Although not directed at Israel, the bombardments have jolted Israeli officials. During a tour with military officials here in July, Ehud Barak, the defence minister, listened to the thumps reverberating over the boundary.

"It is getting closer," he remarked.

That may not only have been a reference to attacks by the military of Syrian President Bashar Al Assad that have killed more than 20,000 people since an uprising against his rule began 18 months ago. It may also have been a prediction for the Syrian leader himself.

To be certain, Mr Al Assad's removal would not be celebrated in the corridors of power in Israel. Over the last four decades, its boundary with Syria, which runs through the Golan, has been notable for, above all, quiet.

The countries are of course still bitter enemies, and Syrians, affronted by Israeli control of the Golan, consider reclaiming the area a national priority.

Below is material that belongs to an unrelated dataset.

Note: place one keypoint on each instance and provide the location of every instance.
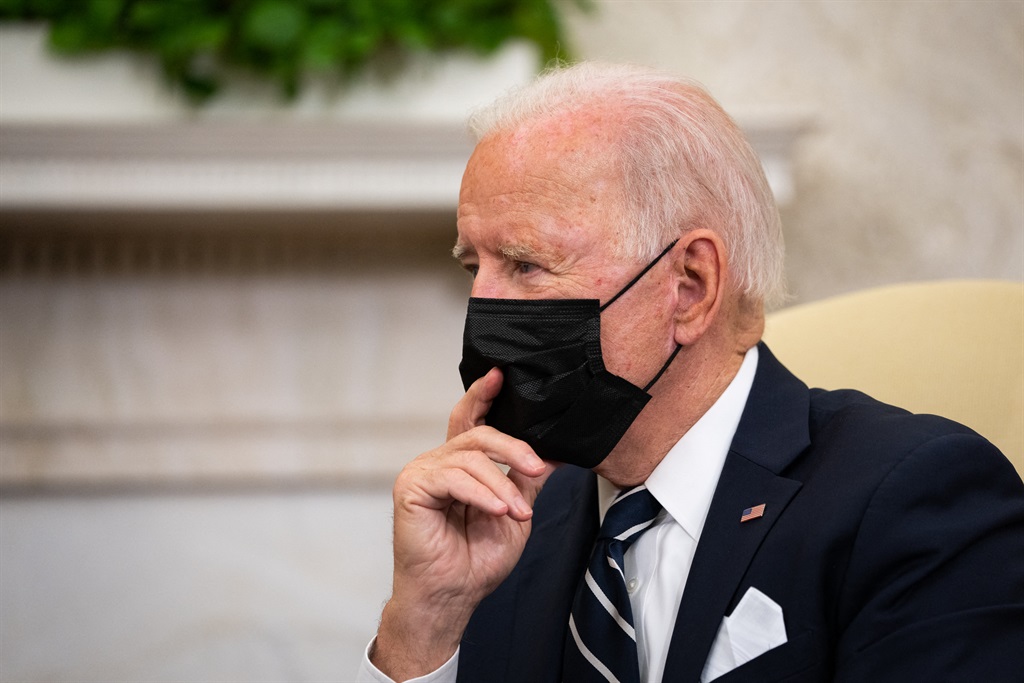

But the Syrian president and his father, Hafez, who ruled with an iron fist until his death in 2000, refrained for decades from trying to use force to take back the Golan Heights.

Successive military defeats forced the conclusion that fighting Israel head-on was an unwinnable strategy, convincing Damascus to turn to indirect confrontation by aiding anti-Israel groups such as Hizbollah in Lebanon and the Palestinian Islamists of Hamas.

Now, with Mr Al Assad's grip on power slipping, Israelis here fear novel challenges such as refugee inflows and havens for radical Islamists.

"The future there is Al Qaeda, a new Pakistan," said David Barel, 63, manager of Hunters Lodge hotel in Neve Ativ, one of about 30 Israeli settlements in the Golan Heights.

He wondered whether Israel would - or even could - negotiate a deal with Syria that would swap with it the Golan Heights for a peace agreement.

Israeli prime ministers from Yitzhak Rabin, Ehud Barak and Ehud Olmert had put forward the idea.

During his first tenures as prime minister in the 1990s, Benjamin Netanyahu, an arch supporter of settling territories occupied by Israel, recruited American businessman Ronald Lauder to broach the issue with Hafez Al Assad in 1998.

While Israel draws about a third of its water from the Golan Heights, the area lacks the biblical resonance of the West Bank and East Jerusalem, also occupied by Israel since 1967.

Yigal Kipnis, a historian at the University of Haifa, blamed the failure of past efforts to trade the Golan Heights on "emotions, nothing else".

This was because of squabbles over the 1923 boundary that, carved out by imperial France and Britain, Israelis and Syrians used as a basis for negotiating the Golan Heights. The line used to hug the edge of the Sea of Galilee, offering the Syrian side access to the water.

But the waterline has since retreated, exposing between it and the shoreline several metres of land that both sides want to control.

That was a stumbling bloc during discussions in Geneva in 2000 between Hafez Al Assad and the US president Bill Clinton, who was acting as an intermediary for the then Israeli prime minister, Ehud Barak.

"There were no Jews to the east of the lake," Hafez Al Assad told the US leader, according to an account in Ahron Bregman's Elusive Peace: How the Holy Land Defeated America, a book documenting regional peace efforts.

Mr Kipnis and other Israeli experts believe that with the right precautions, relinquishing the Golan Heights would not present Israel with serious security threats, despite the area's elevated vantage points that Syrian forces used before 1967 to shell Israeli communities.

Such security precautions also require enforcement from a strong government in Damascus, which is not possible at the moment.

"When you are making a peace agreement to withdraw from the Golan Heights, you can't base your decision on the current situation," said Shlomo Brom, senior fellow at the Tel Aviv-based Institute for National Security Studies.

"You have to base your decision on what's going to happen in the next 50 years, and you just don't know what's going to happen from now until then."